Several months after his conversion to Methodism, he attended a quarterly conference at a private residence in Bandera. Although not yet a member of the Methodist Church, he asked for a license to preach. Rev. J. C. Walker, the presiding elder, asked, “Why, aren’t you the man who spends his time around the barrooms drinking and gambling? What do you want with a license to preach?”

Rodriguez replied, “I used to do that, but I have quit now.”

Walker asked Rodriguez to wait outside while the conference considered his request. It was granted, and he started his career as a Methodist preacher. In the fall of 1878 he was admitted on trial in the West Texas Conference of the Methodist Episcopal Church South. The following year, Bishop Pierce ordained Policarpo Rodriguez a deacon. In due course he received his elder’s orders from Bishop Parker at Seguin.

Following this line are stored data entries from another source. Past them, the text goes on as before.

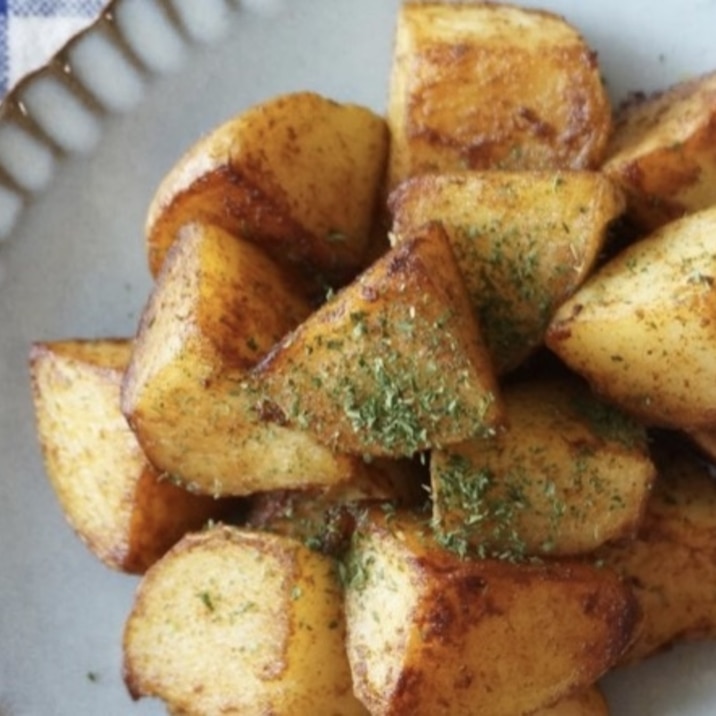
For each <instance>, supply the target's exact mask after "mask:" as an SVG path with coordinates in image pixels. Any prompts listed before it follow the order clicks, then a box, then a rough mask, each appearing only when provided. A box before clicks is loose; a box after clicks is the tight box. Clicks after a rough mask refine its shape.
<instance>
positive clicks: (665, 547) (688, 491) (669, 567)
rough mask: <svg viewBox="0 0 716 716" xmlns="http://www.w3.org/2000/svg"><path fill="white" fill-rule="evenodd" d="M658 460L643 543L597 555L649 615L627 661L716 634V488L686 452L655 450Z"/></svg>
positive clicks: (640, 534) (709, 474) (645, 611)
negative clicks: (619, 573)
mask: <svg viewBox="0 0 716 716" xmlns="http://www.w3.org/2000/svg"><path fill="white" fill-rule="evenodd" d="M655 460H656V464H657V468H658V477H657V479H656V481H655V483H654V490H653V493H652V496H651V499H650V500H649V503H648V505H647V510H646V514H645V517H644V522H643V524H642V527H641V529H640V531H639V535H638V537H637V539H636V540H634V541H633V542H629V543H627V544H625V545H623V546H614V547H610V548H607V549H604V550H600V551H599V552H598V553H597V555H598V557H599V558H600V559H601V560H602V561H603V562H604V564H605V565H607V566H609V567H612V568H614V569H616V570H617V571H618V572H619V573H620V574H622V575H623V576H624V578H625V579H626V580H627V582H628V583H629V584H631V586H632V588H633V590H634V594H635V595H636V597H637V599H638V600H639V603H640V605H641V608H642V611H643V613H644V621H643V628H642V630H641V632H640V633H639V635H638V637H637V639H636V641H635V642H634V644H633V645H632V646H631V648H630V649H629V650H628V652H627V653H626V654H625V656H624V661H626V662H635V661H640V660H642V659H644V658H645V657H647V656H650V655H651V654H653V653H654V652H656V651H658V650H660V649H663V648H665V647H668V646H669V645H671V644H672V643H674V642H678V641H684V640H698V639H712V638H714V637H716V598H714V594H716V552H715V551H714V545H716V484H715V483H714V480H713V477H712V475H711V474H710V469H709V467H708V466H707V465H706V464H704V463H703V462H701V461H700V460H699V459H697V458H696V457H695V456H694V455H693V454H692V453H689V452H688V451H685V450H684V449H675V448H670V449H660V450H659V449H657V450H655Z"/></svg>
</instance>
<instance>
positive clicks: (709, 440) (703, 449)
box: [688, 425, 716, 461]
mask: <svg viewBox="0 0 716 716" xmlns="http://www.w3.org/2000/svg"><path fill="white" fill-rule="evenodd" d="M688 437H689V439H690V440H691V441H692V442H693V443H694V445H696V446H697V447H698V449H699V450H700V451H701V452H702V453H703V454H704V455H706V456H707V457H709V458H710V459H711V460H714V461H716V426H714V425H706V426H705V427H703V428H697V429H695V430H691V431H689V432H688Z"/></svg>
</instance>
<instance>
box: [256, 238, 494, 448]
mask: <svg viewBox="0 0 716 716" xmlns="http://www.w3.org/2000/svg"><path fill="white" fill-rule="evenodd" d="M253 375H254V378H255V380H256V381H257V383H259V384H260V385H261V386H262V390H263V394H264V395H265V397H266V399H267V400H268V401H269V402H270V403H272V404H275V405H276V406H278V408H279V410H278V415H280V416H281V419H282V420H286V421H288V423H289V424H292V425H302V426H304V427H305V429H307V430H310V431H311V432H312V433H313V434H314V435H316V436H317V437H318V438H319V439H320V440H321V441H322V442H323V443H325V444H326V445H328V446H332V447H334V448H335V449H340V450H342V451H344V452H346V453H351V454H357V455H371V456H374V457H375V456H384V457H402V456H411V455H413V454H414V453H416V452H418V451H420V450H425V449H427V448H430V447H436V446H439V445H443V444H448V443H451V442H456V441H459V440H464V439H466V438H468V437H470V436H472V435H476V434H485V433H490V432H493V431H494V430H495V428H496V427H498V426H499V424H500V422H501V404H500V397H499V393H498V389H497V384H496V381H495V377H494V371H493V369H492V365H491V363H490V360H489V356H488V355H487V351H486V348H485V346H484V343H483V340H482V335H481V333H480V330H479V326H478V324H477V323H476V321H475V319H474V317H473V314H472V311H471V309H470V305H469V301H468V297H467V293H466V290H465V286H464V284H463V282H462V278H461V276H460V273H459V270H458V268H457V264H456V262H455V258H454V256H453V254H452V250H451V248H450V244H449V242H448V240H447V237H446V236H445V232H444V231H443V229H442V227H440V226H439V225H438V224H431V225H428V226H427V227H423V228H422V229H421V230H419V231H418V232H417V233H416V234H415V235H414V236H412V237H410V238H408V239H406V240H405V241H403V242H401V243H400V244H399V245H398V246H396V247H395V248H394V249H393V250H392V251H390V252H389V253H387V254H386V255H385V256H383V257H382V258H380V259H379V260H378V261H376V262H375V263H374V264H373V265H372V266H371V267H370V268H369V269H367V270H366V271H365V272H364V273H362V274H361V275H360V276H359V277H358V278H357V279H356V280H355V281H354V282H352V283H351V284H349V285H348V286H347V287H346V288H344V289H343V290H342V291H341V292H340V293H338V294H337V295H336V296H335V297H334V298H333V299H332V300H330V301H328V302H327V303H325V304H324V305H323V306H322V307H321V308H320V309H318V310H317V311H315V312H314V313H313V314H312V315H311V316H309V317H308V318H307V319H306V320H305V321H304V322H303V323H301V325H300V326H298V328H296V329H295V330H294V331H292V332H291V333H290V334H289V335H288V336H287V337H286V338H285V339H284V340H283V341H282V342H281V343H280V344H279V345H278V346H276V348H275V349H274V350H272V351H271V353H270V354H269V355H268V356H267V357H266V358H265V359H264V360H263V361H262V362H261V363H260V364H259V365H258V366H257V368H256V370H255V371H254V374H253ZM271 412H274V411H271Z"/></svg>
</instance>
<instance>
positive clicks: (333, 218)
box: [146, 92, 388, 280]
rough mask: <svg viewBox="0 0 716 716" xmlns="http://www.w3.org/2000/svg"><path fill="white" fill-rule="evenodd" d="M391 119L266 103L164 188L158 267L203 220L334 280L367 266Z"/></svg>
mask: <svg viewBox="0 0 716 716" xmlns="http://www.w3.org/2000/svg"><path fill="white" fill-rule="evenodd" d="M387 141H388V137H387V131H386V126H385V121H384V120H383V119H382V118H381V117H379V116H378V115H376V114H375V113H373V112H371V111H370V110H368V109H366V108H364V107H360V106H358V105H353V104H339V103H338V102H333V101H332V100H329V99H326V98H324V97H321V96H320V95H317V94H315V93H312V92H296V93H291V94H287V95H281V96H278V97H275V98H274V99H272V100H269V101H266V102H262V103H260V104H258V105H255V106H253V107H251V108H249V109H247V110H246V111H244V112H242V113H241V114H239V115H238V116H237V117H235V118H233V119H231V120H229V121H228V122H226V123H225V124H223V125H221V126H220V127H218V128H216V129H215V130H214V131H213V132H211V133H209V134H208V135H207V136H206V137H204V138H203V139H202V140H200V141H199V142H198V143H197V144H196V145H194V146H193V147H192V148H191V149H190V150H189V151H188V152H187V153H186V154H185V155H184V157H182V159H181V160H180V161H179V162H178V163H177V164H176V165H175V166H174V167H173V168H172V169H171V171H170V172H169V173H168V174H167V176H166V177H165V179H164V180H163V181H162V183H161V185H160V186H159V188H158V189H157V192H156V194H155V195H154V198H153V200H152V203H151V206H150V208H149V213H148V216H147V221H146V236H147V249H148V253H149V267H150V270H151V272H152V274H153V275H155V276H156V275H157V274H158V273H159V270H160V268H161V265H162V262H163V260H164V256H165V255H166V252H167V250H168V248H169V246H171V244H172V243H173V242H174V241H175V240H176V238H177V236H178V234H179V231H180V229H181V227H182V226H184V225H185V224H186V223H189V222H196V221H201V222H205V223H212V224H216V225H217V226H220V227H221V228H223V229H224V230H226V231H228V232H229V233H232V234H236V235H240V236H241V237H242V238H244V239H248V240H250V241H252V242H254V243H255V244H257V245H258V246H260V247H261V248H262V249H263V250H265V251H267V252H268V253H269V254H270V255H271V256H272V257H273V258H274V259H278V260H279V261H282V262H289V263H292V264H295V265H298V266H301V267H303V268H304V269H306V270H307V272H308V273H309V274H310V275H314V274H316V273H318V274H322V275H324V276H327V277H329V278H331V279H338V280H341V279H346V278H349V277H351V276H352V275H354V274H355V273H356V272H357V271H358V269H360V268H362V267H363V263H364V254H365V252H366V249H367V245H368V241H369V237H370V232H371V226H372V222H373V215H374V209H375V201H376V199H377V196H378V190H379V188H380V182H381V178H382V174H383V167H384V164H385V160H386V153H387Z"/></svg>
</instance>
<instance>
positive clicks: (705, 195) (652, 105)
mask: <svg viewBox="0 0 716 716" xmlns="http://www.w3.org/2000/svg"><path fill="white" fill-rule="evenodd" d="M715 143H716V72H712V73H710V74H707V75H703V76H701V77H697V78H695V79H690V80H685V81H683V82H680V83H678V84H676V85H674V86H672V87H670V88H669V89H667V90H666V91H664V92H659V93H657V94H654V95H652V96H650V97H646V98H639V99H637V100H635V101H632V102H629V103H627V104H626V105H625V106H624V107H623V108H622V109H621V110H620V111H619V112H618V114H617V118H616V125H615V130H614V135H613V136H612V140H611V144H610V146H609V148H608V150H607V159H606V161H605V163H604V165H603V167H602V171H603V172H604V173H605V174H607V175H608V176H610V177H611V178H612V179H614V180H615V181H617V182H618V183H619V184H620V185H621V186H622V187H623V188H624V190H625V192H626V195H627V199H628V207H629V214H630V215H631V217H632V218H633V219H634V221H635V222H636V223H637V224H638V225H639V226H641V227H642V228H643V229H646V230H654V229H656V228H658V227H660V226H662V225H663V224H666V223H668V222H670V221H673V220H674V219H677V218H679V217H681V216H682V215H684V214H687V213H693V212H695V211H699V210H701V209H706V208H708V207H709V206H713V205H714V204H716V153H715V152H714V149H713V148H714V144H715Z"/></svg>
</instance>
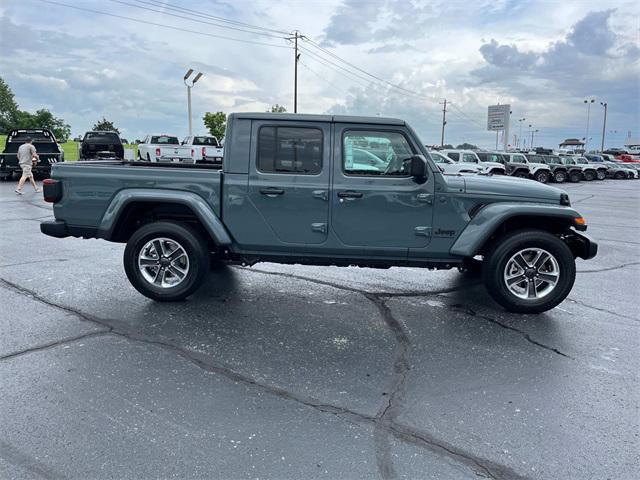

Among his other accomplishments was building a church on his ranch. After he died in Poteet in 1914, he was buried near there at “Polly’s Chapel.”..

Monday, April 06, 2009

This Week In Texas Methodist History April 5

Brazos Presbytery Organized at Chriesman's Schoolhouse April 3-7, 1840


The Methodist Episcopal Church was not the first of the three largest Protestant denominations in the Republic of Texas to create its own Texan governance body. The "Old School" or "Regular" Presbyterians were the first to do so during the first week of April, 1840, just a few miles west of Independence in northern Washington County. The Baptists followed the next October at Travis, about 25 miles away at Travis in northern Austin County. Readers of the this column would already be familiar with the organization of the Texas Conference of the MEC at Rutersville in northern Fayette County on Dec. 25, 1840.

The Presbyterians chose the name Brazos Presybtery even though they claimed the entire Republic of Texas as their area of operation. The Presbyterian historian, William Red, says they used the name "Brazos" because the Cumberland Presbyterians had already organized their own Texas Presbytery in 1837. The Old School body was thus being deferential to their Cumberland brethren.